Courtesy Phillips de Pury & Company
Erik Bulatov’s “Glory to the CPSU” (1975) fetched £1,084,500 (Est. £500–700,000).

Courtesy Phillips de Pury & Company
Ilya Kabakov’s “Zhuk (Beetle)” (1982) sold for a record £2,932,500 (Est. £1.5–2.5 million).
“It was sort of like ‘even-steven,’” said Phillips partner and contemporary head
Michael McGinnis, describing the guaranteed lots. “We lost some and we won some, but that’s just the nature of the beast.”
The Hirst last sold at auction at Sotheby’s London in 2005 for £523,000.

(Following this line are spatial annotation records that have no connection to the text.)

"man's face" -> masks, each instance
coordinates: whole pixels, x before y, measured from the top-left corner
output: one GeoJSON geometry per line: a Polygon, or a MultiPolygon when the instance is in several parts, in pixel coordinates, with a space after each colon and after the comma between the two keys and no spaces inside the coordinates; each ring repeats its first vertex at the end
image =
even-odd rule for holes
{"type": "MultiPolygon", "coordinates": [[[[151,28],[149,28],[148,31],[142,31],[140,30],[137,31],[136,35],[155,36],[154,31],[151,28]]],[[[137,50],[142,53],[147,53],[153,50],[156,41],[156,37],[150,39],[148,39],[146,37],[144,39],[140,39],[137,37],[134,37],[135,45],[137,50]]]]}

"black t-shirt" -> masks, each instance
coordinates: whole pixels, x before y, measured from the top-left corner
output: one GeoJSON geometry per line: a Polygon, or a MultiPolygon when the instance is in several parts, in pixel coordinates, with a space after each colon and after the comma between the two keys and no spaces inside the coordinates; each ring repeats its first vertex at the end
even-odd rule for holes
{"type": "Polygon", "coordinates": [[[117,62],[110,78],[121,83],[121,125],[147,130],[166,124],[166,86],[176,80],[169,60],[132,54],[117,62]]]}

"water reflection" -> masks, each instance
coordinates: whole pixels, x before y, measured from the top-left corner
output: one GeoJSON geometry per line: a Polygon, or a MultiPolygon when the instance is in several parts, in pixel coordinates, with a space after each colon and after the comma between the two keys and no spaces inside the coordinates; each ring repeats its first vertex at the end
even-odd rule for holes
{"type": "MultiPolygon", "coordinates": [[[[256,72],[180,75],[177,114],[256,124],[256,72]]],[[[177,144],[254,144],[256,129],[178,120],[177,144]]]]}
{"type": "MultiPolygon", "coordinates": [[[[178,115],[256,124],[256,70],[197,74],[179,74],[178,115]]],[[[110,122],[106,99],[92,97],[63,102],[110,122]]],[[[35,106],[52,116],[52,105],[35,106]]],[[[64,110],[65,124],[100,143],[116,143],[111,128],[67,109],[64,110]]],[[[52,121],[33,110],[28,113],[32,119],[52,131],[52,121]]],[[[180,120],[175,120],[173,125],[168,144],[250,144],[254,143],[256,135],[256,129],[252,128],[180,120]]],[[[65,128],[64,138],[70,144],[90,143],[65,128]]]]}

Other million-pound lots included Jeff Koons’s X-rated glass confection from his debauched Cicolina period, Violet Ice (Kama Sutra) (1991), which sold to a telephone bidder for £1,252,500 (est. £800,000–1.2 million), and Andy Warhol’s portrait of the late, great New York art dealer Sidney Janis from 1967, which went to New York trader Alberto Mugrabi for £1,028,500 (est.£1–1.5 million).

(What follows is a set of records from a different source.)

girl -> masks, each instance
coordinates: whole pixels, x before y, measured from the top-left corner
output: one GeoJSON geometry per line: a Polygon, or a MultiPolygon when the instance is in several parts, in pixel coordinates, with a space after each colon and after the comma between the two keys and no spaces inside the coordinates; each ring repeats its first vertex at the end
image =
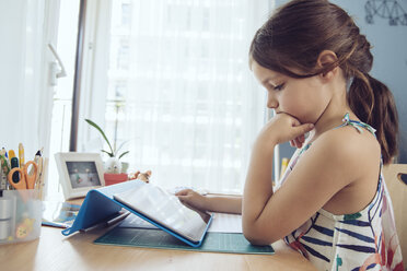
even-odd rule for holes
{"type": "Polygon", "coordinates": [[[276,116],[254,143],[243,198],[183,190],[179,199],[242,213],[252,244],[283,238],[319,270],[403,270],[382,176],[397,150],[397,113],[388,89],[369,74],[372,62],[369,42],[339,7],[281,7],[249,49],[276,116]],[[274,149],[287,141],[299,150],[274,189],[274,149]]]}

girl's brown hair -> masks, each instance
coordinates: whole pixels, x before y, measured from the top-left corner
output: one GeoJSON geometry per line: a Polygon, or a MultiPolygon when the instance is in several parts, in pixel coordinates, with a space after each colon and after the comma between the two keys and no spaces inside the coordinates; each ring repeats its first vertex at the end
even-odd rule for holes
{"type": "Polygon", "coordinates": [[[387,86],[369,74],[373,64],[370,48],[353,20],[338,5],[327,0],[293,0],[257,31],[249,55],[264,68],[291,78],[310,78],[340,67],[350,82],[349,106],[358,118],[376,129],[387,164],[397,153],[398,117],[387,86]],[[323,50],[334,51],[338,59],[316,69],[323,50]]]}

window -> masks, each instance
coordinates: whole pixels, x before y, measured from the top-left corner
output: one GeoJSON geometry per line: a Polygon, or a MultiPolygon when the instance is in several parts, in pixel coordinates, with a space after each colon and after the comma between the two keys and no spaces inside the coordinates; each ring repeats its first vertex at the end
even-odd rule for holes
{"type": "Polygon", "coordinates": [[[103,148],[90,118],[155,184],[242,192],[265,115],[248,46],[269,2],[88,1],[78,151],[103,148]]]}

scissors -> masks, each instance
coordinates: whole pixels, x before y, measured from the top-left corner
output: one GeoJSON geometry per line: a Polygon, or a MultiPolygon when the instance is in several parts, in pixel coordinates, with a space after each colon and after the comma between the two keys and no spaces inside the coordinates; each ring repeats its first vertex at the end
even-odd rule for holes
{"type": "Polygon", "coordinates": [[[9,172],[8,179],[12,187],[18,190],[34,189],[35,179],[37,177],[37,164],[34,161],[28,161],[23,168],[14,167],[9,172]],[[32,174],[28,174],[28,166],[32,165],[32,174]],[[20,174],[20,180],[13,180],[13,174],[18,172],[20,174]]]}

Mugrabi had a busy evening, bottom-fishing for relative bargains, among them two works by Jean-Michel Basquiat. He snagged the Xerox-and-paper collage on canvas Joy (1984) for £972,500 (£1–1.5 million) and the late acrylic on canvas Orange, from 1988 (the year of the artist’s death), for £216,500 (est. £200–300,000).
“We’re very pleased with the results,” continued McGinnis moments after the marathon, “it’s about what we anticipated.”
Given the evening’s hefty percentage of underwhelming material and envelope-pushing estimates, Phillips showed the much-hyped middle market is alive and well but hardly booming.